Wolsey emphasizes that the campsite will be set up and operated as a temporary solution as staff continue to seek out and develop more long-term sheltering and housing options. She said staff are exploring opportunities for longer-term strategies for spring 2023 and beyond, including additional shelter options, a longer-term campsite located outside the downtown area, as well as the city’s continued work on affordable housing and outside efforts to develop more supportive housing.

In the short-term, the Winter Emergency Shelter — the temporary overnight cold-weather shelter that the city and/or volunteers have operated since the Lawrence Community Shelter reduced its capacity — is scheduled to open on Dec. 1 and is anticipated to provide 75 additional shelter beds. The winter shelter will be open until March 1, or longer if deemed necessary. The city will “down-size” the campsite behind Johnny’s as people enter the winter shelter.

Walters’ memo states there will likely be a cost to operate the campsite, but the amount is unknown at this time, and city staff proposes it come from remaining dollars in the Housing Initiative Division that are set aside in the budget for housing and homeless initiatives projects.
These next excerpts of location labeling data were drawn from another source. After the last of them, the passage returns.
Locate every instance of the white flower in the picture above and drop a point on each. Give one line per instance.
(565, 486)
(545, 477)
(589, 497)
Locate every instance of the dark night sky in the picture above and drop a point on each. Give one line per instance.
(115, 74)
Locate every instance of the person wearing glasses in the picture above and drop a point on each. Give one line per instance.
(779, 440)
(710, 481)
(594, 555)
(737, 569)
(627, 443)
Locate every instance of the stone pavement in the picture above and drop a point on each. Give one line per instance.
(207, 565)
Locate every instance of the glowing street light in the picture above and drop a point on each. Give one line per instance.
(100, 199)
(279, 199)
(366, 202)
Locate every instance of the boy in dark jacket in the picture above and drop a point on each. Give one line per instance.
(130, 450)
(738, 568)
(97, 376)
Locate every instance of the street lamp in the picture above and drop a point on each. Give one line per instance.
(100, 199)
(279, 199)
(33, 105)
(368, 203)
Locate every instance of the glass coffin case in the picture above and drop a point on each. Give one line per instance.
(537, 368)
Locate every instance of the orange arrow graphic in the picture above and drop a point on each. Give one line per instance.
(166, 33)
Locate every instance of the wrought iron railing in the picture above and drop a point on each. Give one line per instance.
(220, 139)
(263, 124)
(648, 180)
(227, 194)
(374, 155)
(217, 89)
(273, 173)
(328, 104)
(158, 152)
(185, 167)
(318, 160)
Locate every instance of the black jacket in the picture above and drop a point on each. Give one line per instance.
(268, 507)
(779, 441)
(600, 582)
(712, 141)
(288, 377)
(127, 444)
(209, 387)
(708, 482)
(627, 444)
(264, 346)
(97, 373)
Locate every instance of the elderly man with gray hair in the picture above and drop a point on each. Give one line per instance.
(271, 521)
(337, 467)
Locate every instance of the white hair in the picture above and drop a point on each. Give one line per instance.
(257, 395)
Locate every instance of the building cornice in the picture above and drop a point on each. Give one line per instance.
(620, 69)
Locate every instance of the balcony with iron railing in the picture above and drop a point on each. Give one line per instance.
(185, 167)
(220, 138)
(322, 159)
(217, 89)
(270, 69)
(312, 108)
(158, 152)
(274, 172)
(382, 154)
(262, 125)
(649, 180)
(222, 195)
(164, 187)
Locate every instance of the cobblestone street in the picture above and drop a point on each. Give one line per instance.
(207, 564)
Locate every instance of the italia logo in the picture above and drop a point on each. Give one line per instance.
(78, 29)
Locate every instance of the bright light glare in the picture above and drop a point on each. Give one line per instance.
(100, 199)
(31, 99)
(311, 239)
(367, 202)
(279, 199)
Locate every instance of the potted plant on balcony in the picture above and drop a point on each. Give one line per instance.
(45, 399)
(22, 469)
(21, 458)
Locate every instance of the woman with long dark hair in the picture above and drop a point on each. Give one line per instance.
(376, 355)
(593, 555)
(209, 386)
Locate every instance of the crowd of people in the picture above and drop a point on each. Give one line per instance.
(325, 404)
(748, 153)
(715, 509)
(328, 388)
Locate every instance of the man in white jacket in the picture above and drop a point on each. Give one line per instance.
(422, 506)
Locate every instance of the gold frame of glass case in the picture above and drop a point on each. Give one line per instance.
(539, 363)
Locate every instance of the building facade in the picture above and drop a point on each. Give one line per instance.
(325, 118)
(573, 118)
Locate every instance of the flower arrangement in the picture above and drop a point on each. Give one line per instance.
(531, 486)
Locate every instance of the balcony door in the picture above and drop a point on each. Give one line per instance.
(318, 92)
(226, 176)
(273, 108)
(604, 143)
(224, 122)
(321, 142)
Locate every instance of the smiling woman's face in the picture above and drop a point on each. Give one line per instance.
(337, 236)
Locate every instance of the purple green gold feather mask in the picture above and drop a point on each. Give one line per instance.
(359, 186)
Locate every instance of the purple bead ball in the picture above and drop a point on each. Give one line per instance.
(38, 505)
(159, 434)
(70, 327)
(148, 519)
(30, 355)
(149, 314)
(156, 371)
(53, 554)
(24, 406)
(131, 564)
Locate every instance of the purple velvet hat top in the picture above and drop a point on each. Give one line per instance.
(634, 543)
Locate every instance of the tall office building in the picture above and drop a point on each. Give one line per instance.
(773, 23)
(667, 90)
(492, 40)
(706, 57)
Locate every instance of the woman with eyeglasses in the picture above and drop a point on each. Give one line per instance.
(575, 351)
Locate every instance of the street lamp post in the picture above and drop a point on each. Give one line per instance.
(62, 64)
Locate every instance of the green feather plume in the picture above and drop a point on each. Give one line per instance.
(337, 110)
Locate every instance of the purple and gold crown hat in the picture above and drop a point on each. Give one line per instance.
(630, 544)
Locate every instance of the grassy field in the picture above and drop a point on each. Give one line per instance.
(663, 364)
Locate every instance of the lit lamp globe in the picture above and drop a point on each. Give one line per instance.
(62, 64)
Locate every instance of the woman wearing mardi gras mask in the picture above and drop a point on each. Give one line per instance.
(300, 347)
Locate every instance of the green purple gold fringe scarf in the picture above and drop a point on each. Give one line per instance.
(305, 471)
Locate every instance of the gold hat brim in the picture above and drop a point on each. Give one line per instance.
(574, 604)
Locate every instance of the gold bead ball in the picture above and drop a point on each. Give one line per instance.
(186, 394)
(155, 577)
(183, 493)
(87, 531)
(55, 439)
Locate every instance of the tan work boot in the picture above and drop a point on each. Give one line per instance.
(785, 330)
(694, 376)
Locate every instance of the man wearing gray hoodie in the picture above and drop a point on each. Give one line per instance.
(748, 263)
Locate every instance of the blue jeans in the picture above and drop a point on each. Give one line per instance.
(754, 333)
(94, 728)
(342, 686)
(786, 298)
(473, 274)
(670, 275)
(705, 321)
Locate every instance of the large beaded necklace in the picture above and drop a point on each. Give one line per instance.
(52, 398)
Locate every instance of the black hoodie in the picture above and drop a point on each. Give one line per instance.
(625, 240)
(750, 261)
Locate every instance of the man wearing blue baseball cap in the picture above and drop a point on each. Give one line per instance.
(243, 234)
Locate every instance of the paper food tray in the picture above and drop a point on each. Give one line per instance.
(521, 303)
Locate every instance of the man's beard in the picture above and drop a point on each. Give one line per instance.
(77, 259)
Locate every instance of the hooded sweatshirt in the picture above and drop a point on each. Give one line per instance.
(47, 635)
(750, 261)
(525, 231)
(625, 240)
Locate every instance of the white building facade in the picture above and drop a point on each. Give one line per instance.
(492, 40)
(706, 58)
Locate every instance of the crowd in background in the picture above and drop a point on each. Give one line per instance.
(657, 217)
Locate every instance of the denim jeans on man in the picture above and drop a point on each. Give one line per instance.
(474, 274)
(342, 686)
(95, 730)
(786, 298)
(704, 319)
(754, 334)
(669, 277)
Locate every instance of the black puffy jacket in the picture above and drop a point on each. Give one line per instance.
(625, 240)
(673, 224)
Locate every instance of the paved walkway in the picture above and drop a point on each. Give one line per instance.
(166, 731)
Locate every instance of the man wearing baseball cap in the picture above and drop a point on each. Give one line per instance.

The campsite behind Johnny’s will not be the first the city has run. The city hosted a temporary campsite two years ago at Woody Park, which is located behind the LMH Health hospital in the Pinkney neighborhood.

Ted Boyle, president of the North Lawrence Improvement Association, said the neighborhood association is “avidly against” the city’s plan to operate a campsite in North Lawrence. He said that with the camping that has already been going on, there are concerns with trash, vandalism, theft and safety. He asked why both the city-run campsites have been in the city’s core neighborhoods, and not, for instance, on city-owned parkland behind the new police station in west Lawrence.

“It’s a disgrace to Lawrence, and you’re pushing that off on the core neighborhoods,” Boyle said.

In other business, the commission will consider a special use permit for the development of an electrical substation on approximately 9.98 acres in the southeast corner of the intersection of Kasold Drive and Bob Billings Parkway. As the Journal-World previously reported, the electric provider Evergy has proposed locating a substation in that area.

The Lawrence City Commission will convene at 5:45 p.m. Tuesday at City Hall, 6 E. Sixth St.